Numerous polymorphonuclear leucocytes can be seen between
residual epithelial cells & crevicular surface in about 2 hrs. There is
dilation of blood vessels, oedema & necrosis in the lateral wall of
the pocket. The remaining epithelial cells show very little pre-
mitotic activity at that time. 24 hrs. After scaling a widespread &
intense labeling of the cells have been observed, in all areas of the
remaining epithelium& in 2 days the entire epithelium is covered
by epithelium. In 4-5 days a new epithelial attachment may appear
at bottom of sulcus. Depending on the severity of inflammation &
the depth of the gingival crevice, complete epithelial healing
occurs in 1-2 weeks. Immature collagen fibers occur within 21
days. Following scaling, root planning & curettage procedure
healing occurs with the formation of a long, thin junctional
epithelium with no connective attachment.

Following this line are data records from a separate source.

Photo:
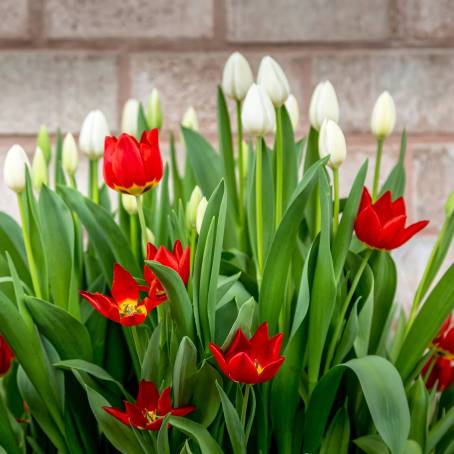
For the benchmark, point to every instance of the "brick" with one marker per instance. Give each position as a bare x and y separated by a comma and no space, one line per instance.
423,19
14,14
56,89
419,83
306,20
190,79
129,19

2. HEALING FOLLOWING CURETTAGE

A blood clot forms between the root surface & the lateral wall of
the pocket, soon after the curettage. Large number of
polymorphonuclear leucocytes appear in the area shortly after the
procedure.This is followed by rapid proliferation of granulation
tissue.
Epithelial cells proliferate along the sulcus. Epitheliasation of the
inner surface of the lateral wall is completed in 2-7 days. The
junctional epithelium is also formed in about 5 days.Healing results
in the formation of a long junctional epithelium adherent to the
root surface.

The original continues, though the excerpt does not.